Répétition exacte dans chaque lien/en-tête
C’est laid. C’est inefficace. C’est contre-productif. Voir le même mot-clé exact répété dans chaque ancre de lien ou chaque titre de section est un signal d’alarme immédiat pour Google : « Attention, contenu manipulé ».
Tactiques évidentes « SEO-only »
Si vous faites quelque chose uniquement pour le moteur de recherche, et que cela n’apporte aucune valeur à l’humain qui vous lit, arrêtez tout de suite. C’est le test ultime. Si vous deviez lire votre page à haute voix à un client, auriez-vous honte de certaines phrases ? Si oui, effacez-les.
La règle simple qui fonctionne
Alors, que nous reste-t-il ? Si les outils mentent et que les règles changent, comment avancer ? En revenant à l’essentiel.
Écrivez naturellement pour les utilisateurs d’abord
J’espère que cela aide à répondre à votre question sur la surutilisation de sujets ou de phrases spécifiques. Faire cela ne rend heureux que l’outil ; cela ne signifie pas que vous créerez une bonne UX pour les utilisateurs ou les moteurs de recherche.
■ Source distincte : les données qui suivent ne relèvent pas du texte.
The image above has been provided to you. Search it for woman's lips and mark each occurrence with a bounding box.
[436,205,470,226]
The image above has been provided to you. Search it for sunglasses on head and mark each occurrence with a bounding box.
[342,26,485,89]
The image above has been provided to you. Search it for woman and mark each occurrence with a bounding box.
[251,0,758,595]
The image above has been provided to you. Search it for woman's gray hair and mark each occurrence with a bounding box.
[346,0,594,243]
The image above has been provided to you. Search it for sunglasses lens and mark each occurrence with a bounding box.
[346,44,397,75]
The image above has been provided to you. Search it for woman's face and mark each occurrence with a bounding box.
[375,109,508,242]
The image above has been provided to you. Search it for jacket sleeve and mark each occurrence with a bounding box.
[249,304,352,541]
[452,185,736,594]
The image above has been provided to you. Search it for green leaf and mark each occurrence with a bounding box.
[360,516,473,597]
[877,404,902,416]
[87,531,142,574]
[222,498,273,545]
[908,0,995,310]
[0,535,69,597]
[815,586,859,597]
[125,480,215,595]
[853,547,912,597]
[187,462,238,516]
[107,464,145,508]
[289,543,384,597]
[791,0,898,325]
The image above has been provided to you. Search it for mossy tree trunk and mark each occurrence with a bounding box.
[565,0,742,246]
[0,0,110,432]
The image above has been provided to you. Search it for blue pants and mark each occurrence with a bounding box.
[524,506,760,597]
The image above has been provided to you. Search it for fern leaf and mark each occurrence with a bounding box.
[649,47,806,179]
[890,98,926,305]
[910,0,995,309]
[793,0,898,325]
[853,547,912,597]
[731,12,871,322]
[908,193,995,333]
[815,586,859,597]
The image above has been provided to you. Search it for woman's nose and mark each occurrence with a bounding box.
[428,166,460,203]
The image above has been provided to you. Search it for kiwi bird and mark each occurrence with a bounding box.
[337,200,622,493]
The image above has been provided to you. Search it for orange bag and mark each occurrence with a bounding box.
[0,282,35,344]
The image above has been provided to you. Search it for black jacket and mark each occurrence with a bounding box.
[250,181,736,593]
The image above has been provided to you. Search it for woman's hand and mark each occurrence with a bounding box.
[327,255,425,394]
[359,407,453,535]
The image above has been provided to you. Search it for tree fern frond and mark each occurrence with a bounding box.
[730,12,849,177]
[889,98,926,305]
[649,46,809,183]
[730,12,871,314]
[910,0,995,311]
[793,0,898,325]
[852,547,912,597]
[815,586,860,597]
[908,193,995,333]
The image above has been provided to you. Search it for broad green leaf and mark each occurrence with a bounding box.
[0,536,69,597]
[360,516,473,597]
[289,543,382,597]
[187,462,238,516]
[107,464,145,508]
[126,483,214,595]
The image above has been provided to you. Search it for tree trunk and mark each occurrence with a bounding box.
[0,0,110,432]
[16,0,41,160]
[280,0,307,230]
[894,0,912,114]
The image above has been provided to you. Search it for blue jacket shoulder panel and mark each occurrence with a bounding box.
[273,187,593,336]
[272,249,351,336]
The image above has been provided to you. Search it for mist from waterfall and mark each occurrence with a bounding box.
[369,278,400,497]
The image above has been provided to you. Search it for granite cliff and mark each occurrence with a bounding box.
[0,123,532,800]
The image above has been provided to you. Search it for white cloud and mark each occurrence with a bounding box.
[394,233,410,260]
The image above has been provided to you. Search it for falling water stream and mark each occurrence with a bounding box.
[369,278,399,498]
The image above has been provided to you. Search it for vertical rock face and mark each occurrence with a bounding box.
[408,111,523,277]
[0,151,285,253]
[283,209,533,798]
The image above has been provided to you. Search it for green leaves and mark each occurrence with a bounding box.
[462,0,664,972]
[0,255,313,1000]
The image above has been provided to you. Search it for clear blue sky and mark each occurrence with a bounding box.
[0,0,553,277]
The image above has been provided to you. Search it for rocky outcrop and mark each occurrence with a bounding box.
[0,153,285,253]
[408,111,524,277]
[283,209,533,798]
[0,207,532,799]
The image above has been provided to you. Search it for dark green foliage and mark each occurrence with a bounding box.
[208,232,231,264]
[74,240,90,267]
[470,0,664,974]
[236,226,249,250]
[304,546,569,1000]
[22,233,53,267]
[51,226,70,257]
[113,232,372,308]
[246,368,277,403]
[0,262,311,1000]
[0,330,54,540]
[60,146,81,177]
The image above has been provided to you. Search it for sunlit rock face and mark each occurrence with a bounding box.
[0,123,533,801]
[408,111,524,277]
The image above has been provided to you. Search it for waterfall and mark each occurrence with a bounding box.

Nous avons oublié comment écrire. Nous avons oublié que le but d’un texte est de communiquer une idée, une émotion, une information. Nous écrivons pour des robots qui essaient de penser comme des humains, alors que nous devrions écrire pour des humains, ce que les robots apprécient par-dessus tout. Quelle ironie.
Incorporez des mots-clés là où ils s’intègrent
Si vous vous concentrez sur l’écriture pour votre consommateur et incorporez un mot-clé ou une phrase naturellement, vous serez probablement récompensé. Placez-les là où ils ont du sens. Là où ils aident à la compréhension. Pas là où ils cochent une case.
Plus de 10 ans de résultats prouvés
Je ne suis pas devin, mais l’expérience montre une vérité constante : la qualité survit aux mises à jour d’algorithmes. Les astuces techniques finissent toujours par être punies. La clarté, l’élégance et la pertinence, elles, ne se démodent jamais.
Peut-être est-il temps d’arrêter de demander « combien de fois ? » et de commencer à demander « pourquoi ? ». Pourquoi écrivez-vous cette page ? Si la réponse est juste « pour se classer », vous avez déjà perdu.